Le Secrétaire général des Nations Unies, Antonio Guterres, a lancé un avertissement urgent selon lequel l'organisation fait face à un effondrement financier imminent, risquant de manquer d'argent d'ici juillet 2026. Dans une lettre au ton ferme datée du 28 janvier adressée aux 193 États membres, Guterres a décrit la crise comme s'aggravant et catégoriquement différente des déficits passés, exhortant les nations à payer immédiatement leurs cotisations impayées.
La situation financière a atteint des niveaux critiques, avec des arriérés atteignant un record de 1,568 milliard de dollars et seulement 76,7 pour cent des contributions évaluées collectées. Les réserves de liquidités de l'ONU sont presque épuisées, forçant l'organisation dans ce que Guterres a décrit comme un cycle kafkaïen de crédit de fonds qui n'existent pas. Ce mois-ci seulement, l'ONU a été tenue de rembourser 227 millions de dollars dans le cadre du processus d'évaluation 2026, bien qu'elle n'ait pas collecté ces fonds auprès des États membres.
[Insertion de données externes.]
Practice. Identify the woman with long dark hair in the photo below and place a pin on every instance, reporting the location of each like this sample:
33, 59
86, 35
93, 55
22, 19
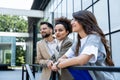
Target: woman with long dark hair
90, 49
Jeudi, seuls 36 des 193 pays membres avaient entièrement payé leurs contributions régulières pour 2026. Le problème structurel provient en partie d'une règle désormais considérée comme obsolète, selon laquelle l'organisme mondial doit créditer des centaines de millions de dollars de cotisations non dépensées aux États chaque année. Guterres a souligné que les États membres doivent soit honorer leurs obligations de payer intégralement et à temps, soit réviser fondamentalement les règles financières pour éviter l'effondrement.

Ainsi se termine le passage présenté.